A Comparative Evaluation of the Photosensitizing Efficiency of Porphyrins, Chlorins and Isobacteriochlorins toward Melanoma Cancer Cells

Abstract

Skin cancer is one of the cancers that registers the highest number of new cases annually. Among all forms of skin cancer, melanoma is the most invasive and deadliest. The resistance of this form of cancer to conventional treatments has led to the employment of alternative/complementary therapeutic approaches. Photodynamic therapy (PDT) appears to be a promising alternative to overcome the resistance of melanoma to conventional therapies. PDT is a non-invasive therapeutic procedure in which highly reactive oxygen species (ROS) are generated upon excitation of a photosensitizer (PS) when subjected to visible light of an adequate wavelength, resulting in the death of cancer cells. In this work, inspired by the efficacy of tetrapyrrolic macrocycles to act as PS against tumor cells, we report the photophysical characterization and biological assays of isobacteriochlorins and their corresponding chlorins and porphyrins against melanoma cancer cells through a photodynamic process. The non-tumoral L929 fibroblast murine cell line was used as the control.
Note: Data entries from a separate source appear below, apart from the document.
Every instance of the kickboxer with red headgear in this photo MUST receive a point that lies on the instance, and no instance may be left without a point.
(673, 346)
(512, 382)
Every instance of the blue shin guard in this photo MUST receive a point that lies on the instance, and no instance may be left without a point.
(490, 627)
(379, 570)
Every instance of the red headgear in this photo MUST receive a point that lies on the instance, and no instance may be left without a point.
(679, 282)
The results show that the choice of adequate tetrapyrrolic macrocycle-based PS can be modulated to improve the performance of PDT.
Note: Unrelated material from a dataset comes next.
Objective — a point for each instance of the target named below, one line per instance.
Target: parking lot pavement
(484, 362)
Keywords: chlorin; isobacteriochlorin; melanoma; photodynamic therapy; photosensitizer; porphyrin; skin cancer.

Figure 1

Structures of porphyrins, chlorins, and isobacteriochlorins studied in this work.

Figure 2

Near IR emission spectra of singlet oxygen produced by ZnPc, Por1, Chl1, Iso1, Por2, Chl2, and Iso2 in DMF (λ_exc = 660 nm) with an OD = 0.1.

Figure 3

Cytotoxicity (dark) and photocytotoxicity (5.4 J/cm²) of Chl1 (A,B) and Iso1 (C,D) against L929 (A,C) and B16F10 (B,D) cells after irradiation (λ = 660 nm; light dose of 5.4 J/cm²). The results are presented as mean ± standard deviation. Significant differences relative to control cell cultures are presented with an ^# and relative to irradiated and non-irradiated by *. Statistical significance: ^# p < 0.05, * p < 0.05, *** p < 0.001, and **** p < 0.0001.

Figure 4

Cytotoxicity (dark) and photocytotoxicity (5.4 J/cm²) of Por2 (A,B), Chl2 (C,D), and Iso2 (E,F) against L929 (A,C,E) and B16F10 (B,D,F) cells after red light irradiation (λ = 660 nm; light dose of 5.4 J/cm²). The results are presented as mean ± standard deviation. Significant differences relative to irradiated and non-irradiated by *. Statistical significance: * p < 0.05, ** p < 0.01; *** p < 0.001, and **** p < 0.0001.

Figure 5

Fluorescence microscopy images of B16F10 cells treated with chlorins (Chl1 and Chl2) and isobacteriochlorins (Iso1 and Iso2). From left to right: blue fluorescence (Hoechst 33342), green fluorescence (Rhodamine 123), red fluorescence (Chl1, Iso1, Chl2, and Iso2) and merged images.